Teaching Students about Poverty
After a few brief introductory lessons, we will spend some time understanding poverty.
Why poverty?
If the goal of personal finance is to help students avoid poverty, then we want students to understand what it means to be poor, rich or somewhere in the middle. In other words, we want them to understand why this course matters (beyond thinking how you can manage money to buy more stuff).
How do we do this? And how do I incorporate mathematics into this investigation?
My guiding theme is that students need to understand poverty on different levels:
- poverty of a global scale
- poverty on a national scale
- poverty on a local scale
- poverty on a personal level
In order for it to mean something, we need to get this down to a personal level. As teacher Liz McAnanama writes about her experience here.
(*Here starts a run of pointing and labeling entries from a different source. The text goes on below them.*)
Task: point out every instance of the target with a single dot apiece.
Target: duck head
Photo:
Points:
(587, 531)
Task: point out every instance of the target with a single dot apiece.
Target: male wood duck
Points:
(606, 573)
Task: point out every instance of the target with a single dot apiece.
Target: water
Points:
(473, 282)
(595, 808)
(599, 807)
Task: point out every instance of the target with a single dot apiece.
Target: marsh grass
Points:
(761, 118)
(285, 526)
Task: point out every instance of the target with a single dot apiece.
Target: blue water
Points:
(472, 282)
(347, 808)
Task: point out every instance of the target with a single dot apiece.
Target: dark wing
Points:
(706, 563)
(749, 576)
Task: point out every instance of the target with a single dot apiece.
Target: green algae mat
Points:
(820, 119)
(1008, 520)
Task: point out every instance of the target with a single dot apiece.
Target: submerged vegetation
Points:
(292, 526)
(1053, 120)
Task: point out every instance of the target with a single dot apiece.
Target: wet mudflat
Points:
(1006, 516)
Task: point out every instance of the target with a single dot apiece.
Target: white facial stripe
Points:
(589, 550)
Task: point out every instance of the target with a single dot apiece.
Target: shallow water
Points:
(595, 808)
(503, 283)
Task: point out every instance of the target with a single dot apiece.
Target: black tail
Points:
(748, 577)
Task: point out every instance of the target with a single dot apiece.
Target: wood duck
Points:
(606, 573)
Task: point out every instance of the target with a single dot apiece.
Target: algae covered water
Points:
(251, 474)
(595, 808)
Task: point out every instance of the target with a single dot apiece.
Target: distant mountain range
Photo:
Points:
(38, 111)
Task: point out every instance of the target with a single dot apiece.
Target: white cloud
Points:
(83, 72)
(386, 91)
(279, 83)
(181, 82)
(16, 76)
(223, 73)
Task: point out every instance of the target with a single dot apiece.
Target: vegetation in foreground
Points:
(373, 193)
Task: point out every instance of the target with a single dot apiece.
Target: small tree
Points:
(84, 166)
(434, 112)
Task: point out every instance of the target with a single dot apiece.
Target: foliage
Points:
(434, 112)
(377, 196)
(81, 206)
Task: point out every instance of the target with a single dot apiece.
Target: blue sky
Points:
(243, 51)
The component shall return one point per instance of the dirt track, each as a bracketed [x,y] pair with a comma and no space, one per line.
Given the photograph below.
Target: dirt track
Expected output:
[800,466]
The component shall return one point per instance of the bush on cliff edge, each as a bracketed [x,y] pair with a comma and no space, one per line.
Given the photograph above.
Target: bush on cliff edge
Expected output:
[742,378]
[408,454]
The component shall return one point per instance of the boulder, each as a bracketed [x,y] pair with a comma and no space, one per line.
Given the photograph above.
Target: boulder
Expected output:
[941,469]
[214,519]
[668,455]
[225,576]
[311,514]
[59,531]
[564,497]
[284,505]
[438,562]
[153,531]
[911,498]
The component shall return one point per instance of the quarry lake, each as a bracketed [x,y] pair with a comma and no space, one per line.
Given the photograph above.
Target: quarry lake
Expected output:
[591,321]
My goal is to do this for my students at Ithaca High School.
I want to use this post to gather some resources for this analysis. It feels comprehensive, but if I have missed anything, please share.
- Global Scale:
- Living on One.
- Here is their playlist from you tube. I can use this in class
- edutopia shares some ideas and a bunch of links.
- National Scale:
- KQED on poverty (includes great infographic to understand poverty)
- NYT on defining poverty
- Questioning the definition of poverty (students should share their definitions)
- Poverty Map for the US (beautiful state by state breakdown)
- Local Scale (Tompkins county and Ithaca, NY):
- Four lessons on defining poverty and the process of calculating the poverty line from https://www.tolerance.org/
- Census data on Tompkins County
- Data dive for Tompkins (this is amazing)
- FRED data for Tompkins
- Ithaca Economy at a glance (Bureau of labor statistics)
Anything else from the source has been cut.